Au centre de la ville, il y a un pole magnétique qui attire les habitants comme les visiteurs de passage et je dois avouer que l’attraction a joué sur moi bien plus que je n’aurais pu l’imaginer. C’est par petits bonds que nous nous sommes approchés de la place de Naqsh e Jahan, « le portrait du monde ». Nous y entrons par l’angle sud-ouest (promis, ce n’était pas un rappel des origines) et immédiatement, je suis saisi par la perspective, l’harmonie et l’unicité de la vue. La seule émotion en mémoire qui soit comparable pour moi, c’est la découverte du Taj Mahal à 6h00 un matin de mars 2008.
Pour se replonger dans l’Inde, http://lesbtn64.canalblog.com/archives/2008/03/24/8448704.html.
En deux jours, nous allons arpenter régulièrement les presque 600 m de long de cette place et pénétrer dans les trois édifices qui font plus que lui servir de faire valoir.
Le porte Ali Qapu, qui reste seule debout à l’entrée d’un palais détruit. Sa grâce tient surtout à son toit avancé soutenu par de frêles piliers de bois travaillés.
La Mosquée du Shah, monumentale et très célèbre pour ses mosaïques vertes jaunes et bleues.
Mais surtout la Mosquée Lotfollah, dont le dôme extérieur est à nos yeux le plus élégant des dômes musulmans (et on en connaît un nombre certain…) et dont l’intérieur est d’une beauté envoûtante. On pourrait faire des centaines de photos sous tous les angles, que la magie de son atmosphère et la délicatesse de ses tracés de mosaïques ne viendraient pas à bout de notre émerveillement face à ces dégradés de raffinement. C’est le second choc émotionnel en deux jours et il est de taille.
Avant de partie, Sandrine avait rencontré une dame ispahanaise qui vit à Téhéran, parle le français sans le moindre accent et avait promis de nous inviter à boire un thé. Elle nous appelle et on découvre qu’elle habite derrière la mosquée du Shah. Juste derrière en réalité, puisque son toit donne sur le dôme de cette mosquée. Elle est l’arrière arrière petite fille de Nasreddine Shah. Sa famille a été spoliée à la Révolution, mais avec son mari (et sans doutes des comptes à l’étranger), ils ont reconstitué leur fortune.
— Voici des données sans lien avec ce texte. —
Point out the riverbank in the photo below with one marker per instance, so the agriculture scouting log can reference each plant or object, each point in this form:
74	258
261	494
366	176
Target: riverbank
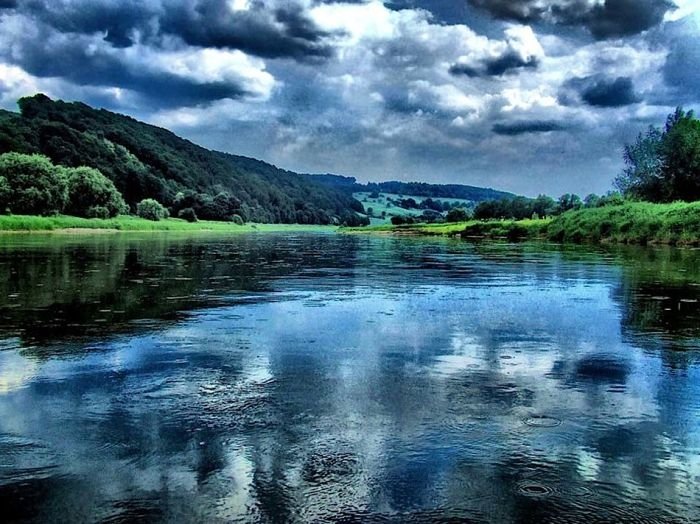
77	225
630	223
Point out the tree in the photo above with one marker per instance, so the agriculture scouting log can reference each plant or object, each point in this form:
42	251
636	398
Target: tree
457	214
5	193
664	165
568	201
643	174
680	151
34	186
92	195
591	200
187	214
151	209
544	206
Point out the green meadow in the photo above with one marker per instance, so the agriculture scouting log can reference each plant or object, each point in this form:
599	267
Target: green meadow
677	223
62	223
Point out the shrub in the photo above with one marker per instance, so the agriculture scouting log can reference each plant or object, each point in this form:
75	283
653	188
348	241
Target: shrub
457	214
98	212
187	214
4	195
33	185
151	209
93	195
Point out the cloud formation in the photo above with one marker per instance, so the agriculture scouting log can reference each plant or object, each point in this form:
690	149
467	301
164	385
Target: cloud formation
529	96
604	19
521	128
600	91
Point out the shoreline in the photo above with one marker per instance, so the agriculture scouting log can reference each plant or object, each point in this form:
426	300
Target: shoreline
69	225
634	223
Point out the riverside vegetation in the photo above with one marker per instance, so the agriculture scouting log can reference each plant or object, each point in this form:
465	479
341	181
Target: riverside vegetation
657	200
68	166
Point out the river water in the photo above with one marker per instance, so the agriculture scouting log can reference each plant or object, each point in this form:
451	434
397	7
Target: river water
346	378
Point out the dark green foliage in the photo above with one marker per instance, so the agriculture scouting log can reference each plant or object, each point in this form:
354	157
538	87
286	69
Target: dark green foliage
400	220
32	185
567	202
457	214
151	209
664	165
145	161
631	222
5	193
520	208
350	185
187	214
92	195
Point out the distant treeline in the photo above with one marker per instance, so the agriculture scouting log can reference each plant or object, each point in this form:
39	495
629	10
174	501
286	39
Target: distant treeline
422	189
147	162
662	165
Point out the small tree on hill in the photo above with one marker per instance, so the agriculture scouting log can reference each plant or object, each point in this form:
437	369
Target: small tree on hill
664	165
151	209
33	185
457	214
92	195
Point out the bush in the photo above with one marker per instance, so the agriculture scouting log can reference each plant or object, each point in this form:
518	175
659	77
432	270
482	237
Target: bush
98	212
457	214
92	195
187	214
32	185
151	209
4	195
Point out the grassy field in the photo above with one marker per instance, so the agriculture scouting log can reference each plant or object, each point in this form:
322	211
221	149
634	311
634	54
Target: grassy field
382	204
61	223
631	223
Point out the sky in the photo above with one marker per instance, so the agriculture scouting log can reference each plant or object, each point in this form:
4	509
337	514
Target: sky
529	96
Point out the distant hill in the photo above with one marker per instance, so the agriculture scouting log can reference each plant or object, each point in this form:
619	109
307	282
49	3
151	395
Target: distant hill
445	191
147	161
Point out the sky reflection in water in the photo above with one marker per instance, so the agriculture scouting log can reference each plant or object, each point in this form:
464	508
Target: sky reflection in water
337	378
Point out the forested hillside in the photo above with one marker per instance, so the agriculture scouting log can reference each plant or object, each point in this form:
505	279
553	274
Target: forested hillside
423	189
145	161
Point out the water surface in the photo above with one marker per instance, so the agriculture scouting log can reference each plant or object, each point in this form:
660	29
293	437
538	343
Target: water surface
338	378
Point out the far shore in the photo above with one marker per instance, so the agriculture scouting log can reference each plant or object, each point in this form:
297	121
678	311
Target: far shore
641	223
69	225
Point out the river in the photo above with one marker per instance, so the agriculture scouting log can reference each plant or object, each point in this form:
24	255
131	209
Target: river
346	378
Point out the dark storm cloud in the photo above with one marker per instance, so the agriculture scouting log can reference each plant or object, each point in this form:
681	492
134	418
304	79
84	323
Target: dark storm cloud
117	20
271	31
75	61
525	127
681	71
599	91
509	62
613	18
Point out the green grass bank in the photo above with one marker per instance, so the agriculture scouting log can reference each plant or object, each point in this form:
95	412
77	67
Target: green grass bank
63	223
630	223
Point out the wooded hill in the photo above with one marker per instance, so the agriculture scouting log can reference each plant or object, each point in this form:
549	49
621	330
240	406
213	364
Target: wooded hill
422	189
146	161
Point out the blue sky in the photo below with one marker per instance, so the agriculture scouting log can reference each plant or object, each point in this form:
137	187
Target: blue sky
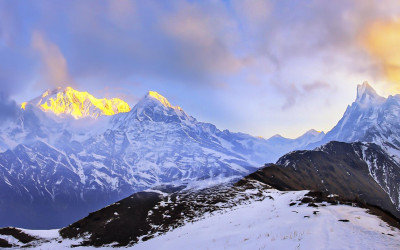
259	67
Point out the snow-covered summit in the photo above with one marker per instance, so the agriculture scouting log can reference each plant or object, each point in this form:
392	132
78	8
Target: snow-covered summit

Un appartement à Paris. Un autre à Téhéran dans les très beaux quartiers et puis cet ensemble de trois maisons qu’ils ont rachetées et que leur fils a entièrement rénovées et décorées dans le plus pur style ispahanais, très floral et coloré, mais sans ostentation. Une réussite et du travail pour les artisans locaux pendant plus de trois années.
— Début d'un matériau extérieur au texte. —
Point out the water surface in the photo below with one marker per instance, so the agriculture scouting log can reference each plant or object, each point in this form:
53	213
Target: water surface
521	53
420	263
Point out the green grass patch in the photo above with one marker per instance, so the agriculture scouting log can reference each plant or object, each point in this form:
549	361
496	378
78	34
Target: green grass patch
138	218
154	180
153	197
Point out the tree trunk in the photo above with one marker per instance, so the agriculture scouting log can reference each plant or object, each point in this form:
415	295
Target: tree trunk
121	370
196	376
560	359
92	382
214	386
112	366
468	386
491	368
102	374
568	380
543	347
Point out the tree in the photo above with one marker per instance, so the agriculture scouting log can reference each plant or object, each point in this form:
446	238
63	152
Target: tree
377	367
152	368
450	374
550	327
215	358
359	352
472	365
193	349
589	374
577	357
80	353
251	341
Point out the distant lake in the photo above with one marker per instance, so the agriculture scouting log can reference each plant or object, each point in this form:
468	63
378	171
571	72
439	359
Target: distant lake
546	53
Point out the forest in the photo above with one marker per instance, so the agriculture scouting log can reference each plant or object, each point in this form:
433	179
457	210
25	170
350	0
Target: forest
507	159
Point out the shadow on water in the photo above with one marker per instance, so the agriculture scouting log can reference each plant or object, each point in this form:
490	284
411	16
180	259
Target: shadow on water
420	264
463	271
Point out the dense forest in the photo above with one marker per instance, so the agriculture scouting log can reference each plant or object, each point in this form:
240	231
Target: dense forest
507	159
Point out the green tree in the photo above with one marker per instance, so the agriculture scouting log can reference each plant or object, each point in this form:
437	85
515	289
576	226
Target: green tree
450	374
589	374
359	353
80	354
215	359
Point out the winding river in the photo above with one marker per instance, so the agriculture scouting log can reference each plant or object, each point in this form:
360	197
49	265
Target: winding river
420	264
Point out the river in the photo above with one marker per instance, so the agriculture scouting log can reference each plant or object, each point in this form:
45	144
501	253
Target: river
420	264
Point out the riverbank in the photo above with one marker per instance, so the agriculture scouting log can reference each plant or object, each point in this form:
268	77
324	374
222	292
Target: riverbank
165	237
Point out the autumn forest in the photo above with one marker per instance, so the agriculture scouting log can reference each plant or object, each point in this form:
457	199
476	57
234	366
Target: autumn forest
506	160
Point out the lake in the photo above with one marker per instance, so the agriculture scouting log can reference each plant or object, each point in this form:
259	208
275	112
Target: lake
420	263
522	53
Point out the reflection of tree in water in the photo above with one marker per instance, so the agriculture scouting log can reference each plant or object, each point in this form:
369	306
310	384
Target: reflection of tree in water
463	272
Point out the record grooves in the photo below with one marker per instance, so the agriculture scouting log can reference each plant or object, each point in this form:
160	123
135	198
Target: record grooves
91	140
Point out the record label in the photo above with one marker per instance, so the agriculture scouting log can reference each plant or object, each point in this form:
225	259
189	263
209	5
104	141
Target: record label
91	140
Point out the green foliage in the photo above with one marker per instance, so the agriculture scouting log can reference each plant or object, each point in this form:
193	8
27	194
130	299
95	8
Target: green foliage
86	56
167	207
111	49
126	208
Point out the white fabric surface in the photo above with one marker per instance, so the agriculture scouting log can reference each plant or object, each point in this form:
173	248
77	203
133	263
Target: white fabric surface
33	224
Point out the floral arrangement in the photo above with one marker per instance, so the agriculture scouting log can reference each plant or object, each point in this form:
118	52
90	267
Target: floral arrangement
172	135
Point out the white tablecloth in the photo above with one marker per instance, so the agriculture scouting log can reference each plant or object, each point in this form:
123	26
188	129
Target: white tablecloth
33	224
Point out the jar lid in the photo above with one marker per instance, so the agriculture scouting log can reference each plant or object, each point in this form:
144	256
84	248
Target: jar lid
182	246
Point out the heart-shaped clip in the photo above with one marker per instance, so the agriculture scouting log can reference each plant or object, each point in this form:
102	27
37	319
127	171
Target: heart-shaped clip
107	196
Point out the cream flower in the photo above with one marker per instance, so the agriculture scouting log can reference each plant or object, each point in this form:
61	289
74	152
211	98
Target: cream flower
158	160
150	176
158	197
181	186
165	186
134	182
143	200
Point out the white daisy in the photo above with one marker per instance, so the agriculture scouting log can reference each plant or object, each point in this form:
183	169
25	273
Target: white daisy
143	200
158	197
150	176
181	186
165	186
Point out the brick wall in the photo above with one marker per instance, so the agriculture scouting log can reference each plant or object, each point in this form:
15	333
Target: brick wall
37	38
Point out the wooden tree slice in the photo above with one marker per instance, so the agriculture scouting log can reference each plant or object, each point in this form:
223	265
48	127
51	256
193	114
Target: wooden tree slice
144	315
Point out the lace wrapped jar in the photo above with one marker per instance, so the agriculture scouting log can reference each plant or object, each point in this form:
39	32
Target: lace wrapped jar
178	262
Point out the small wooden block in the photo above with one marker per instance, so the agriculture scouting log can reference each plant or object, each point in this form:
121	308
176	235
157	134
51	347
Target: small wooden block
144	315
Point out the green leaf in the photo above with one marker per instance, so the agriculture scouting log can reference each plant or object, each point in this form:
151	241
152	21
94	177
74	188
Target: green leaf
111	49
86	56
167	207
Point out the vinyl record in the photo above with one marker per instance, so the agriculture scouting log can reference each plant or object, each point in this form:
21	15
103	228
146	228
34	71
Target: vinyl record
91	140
Le lendemain, on enchaîne notamment avec la visite de la tombe de Nizam al Mulk, une des premières victimes de la secte des Assassins dirigée par Hassan Sabbah, dont l’histoire romancée est admirablement mise en scène dans le livre Alamut, de Vladimir Bartol.
Et puis on passe voir les ponts construits par les Safavides pour enjamber le Zayandeh Roud. Malheureusement pour nous, mais surtout pour les Ispahanais, le temps des flots est lointain et la sécheresse qui touche le pays, autant que les disputes avec les gouvernerais voisins, laissent le lit à sec et les gâteaux échoués.
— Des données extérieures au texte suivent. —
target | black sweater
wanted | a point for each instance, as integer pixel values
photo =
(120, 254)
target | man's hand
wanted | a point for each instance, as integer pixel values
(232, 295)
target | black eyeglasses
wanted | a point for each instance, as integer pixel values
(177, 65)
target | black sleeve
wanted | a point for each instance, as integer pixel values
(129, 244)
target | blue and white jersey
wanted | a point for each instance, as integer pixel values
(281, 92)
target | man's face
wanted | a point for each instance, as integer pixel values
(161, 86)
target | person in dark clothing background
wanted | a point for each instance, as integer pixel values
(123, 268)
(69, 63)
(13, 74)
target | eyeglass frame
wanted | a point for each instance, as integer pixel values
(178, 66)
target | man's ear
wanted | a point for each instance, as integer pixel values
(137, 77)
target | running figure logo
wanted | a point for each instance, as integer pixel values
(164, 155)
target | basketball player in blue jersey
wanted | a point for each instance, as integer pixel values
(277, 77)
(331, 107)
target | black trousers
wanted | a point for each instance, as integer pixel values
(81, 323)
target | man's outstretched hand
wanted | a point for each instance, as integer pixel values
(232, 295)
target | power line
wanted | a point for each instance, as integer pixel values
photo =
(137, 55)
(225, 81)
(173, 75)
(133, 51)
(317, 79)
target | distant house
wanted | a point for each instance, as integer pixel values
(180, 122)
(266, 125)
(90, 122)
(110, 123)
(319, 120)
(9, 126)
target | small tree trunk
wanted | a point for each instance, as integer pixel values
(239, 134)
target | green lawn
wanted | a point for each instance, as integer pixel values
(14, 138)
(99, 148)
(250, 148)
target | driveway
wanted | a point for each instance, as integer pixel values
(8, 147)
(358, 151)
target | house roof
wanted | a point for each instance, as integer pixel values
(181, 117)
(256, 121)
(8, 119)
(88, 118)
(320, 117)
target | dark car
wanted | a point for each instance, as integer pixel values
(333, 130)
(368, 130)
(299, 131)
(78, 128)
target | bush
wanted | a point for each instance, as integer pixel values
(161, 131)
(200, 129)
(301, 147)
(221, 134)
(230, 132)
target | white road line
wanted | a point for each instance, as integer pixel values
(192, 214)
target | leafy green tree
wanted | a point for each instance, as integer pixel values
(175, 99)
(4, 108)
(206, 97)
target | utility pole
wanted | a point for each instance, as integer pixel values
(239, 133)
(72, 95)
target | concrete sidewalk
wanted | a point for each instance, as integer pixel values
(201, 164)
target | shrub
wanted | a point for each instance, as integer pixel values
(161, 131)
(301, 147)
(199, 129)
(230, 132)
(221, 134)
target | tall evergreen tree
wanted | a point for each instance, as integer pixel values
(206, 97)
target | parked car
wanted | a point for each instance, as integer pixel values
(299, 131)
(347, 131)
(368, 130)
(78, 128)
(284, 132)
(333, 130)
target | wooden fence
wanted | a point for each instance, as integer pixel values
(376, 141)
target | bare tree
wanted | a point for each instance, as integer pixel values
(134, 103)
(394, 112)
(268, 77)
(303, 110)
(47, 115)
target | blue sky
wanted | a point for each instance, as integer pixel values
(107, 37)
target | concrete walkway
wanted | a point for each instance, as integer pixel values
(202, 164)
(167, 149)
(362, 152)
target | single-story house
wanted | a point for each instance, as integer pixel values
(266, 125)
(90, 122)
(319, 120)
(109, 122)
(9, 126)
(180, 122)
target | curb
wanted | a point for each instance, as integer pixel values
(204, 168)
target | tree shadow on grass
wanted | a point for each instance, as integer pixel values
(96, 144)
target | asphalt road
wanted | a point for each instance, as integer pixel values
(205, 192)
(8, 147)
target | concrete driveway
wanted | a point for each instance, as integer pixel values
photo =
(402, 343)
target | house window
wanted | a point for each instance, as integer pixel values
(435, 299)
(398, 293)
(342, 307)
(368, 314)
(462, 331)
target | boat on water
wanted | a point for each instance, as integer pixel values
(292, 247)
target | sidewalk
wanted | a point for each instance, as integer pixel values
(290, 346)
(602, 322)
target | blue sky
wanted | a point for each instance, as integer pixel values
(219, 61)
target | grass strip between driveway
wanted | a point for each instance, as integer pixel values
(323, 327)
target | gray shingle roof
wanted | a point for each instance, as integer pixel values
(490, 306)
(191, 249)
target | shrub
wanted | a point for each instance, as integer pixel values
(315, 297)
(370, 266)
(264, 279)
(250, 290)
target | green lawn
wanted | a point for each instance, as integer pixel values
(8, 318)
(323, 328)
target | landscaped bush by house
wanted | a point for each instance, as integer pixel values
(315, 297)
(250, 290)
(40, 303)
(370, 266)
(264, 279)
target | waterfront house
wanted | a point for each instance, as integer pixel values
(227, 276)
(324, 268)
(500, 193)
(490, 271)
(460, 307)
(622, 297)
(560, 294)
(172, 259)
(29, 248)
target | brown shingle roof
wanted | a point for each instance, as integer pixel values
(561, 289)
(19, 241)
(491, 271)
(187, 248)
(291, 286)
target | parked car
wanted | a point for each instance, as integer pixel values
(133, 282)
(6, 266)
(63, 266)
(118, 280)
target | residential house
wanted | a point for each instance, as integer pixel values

Cela ne décourage pas pour autant les âmes poétiques ispahanaises, qui déambulent avec lenteur sur ou sous les arches des ponts. C’est sous l’une de ces arches que nous tombons sur un chanteur venu emplir les voûtes de pierre de ses notes chaleureuses. Dix minutes de grâce.
Et tout à la fin de la vidéo, le chanteur a capella...
Pour se reposer de tant d’émotions, nous avons fini la soirée dans un petit café branchouille à boire des boissons subtiles à base de framboise et de romarin. Le serveur, étonné de voir des étrangers dans une ville qui les a perdus depuis la rupture des accords JCPoA par Trump en 2018 ne met pas deux minutes à nous inviter à venir déjeuner chez lui, histoire que sa famille rencontre autre chose que des Iraniens. Banco, on ira jeudi midi et on vous racontera.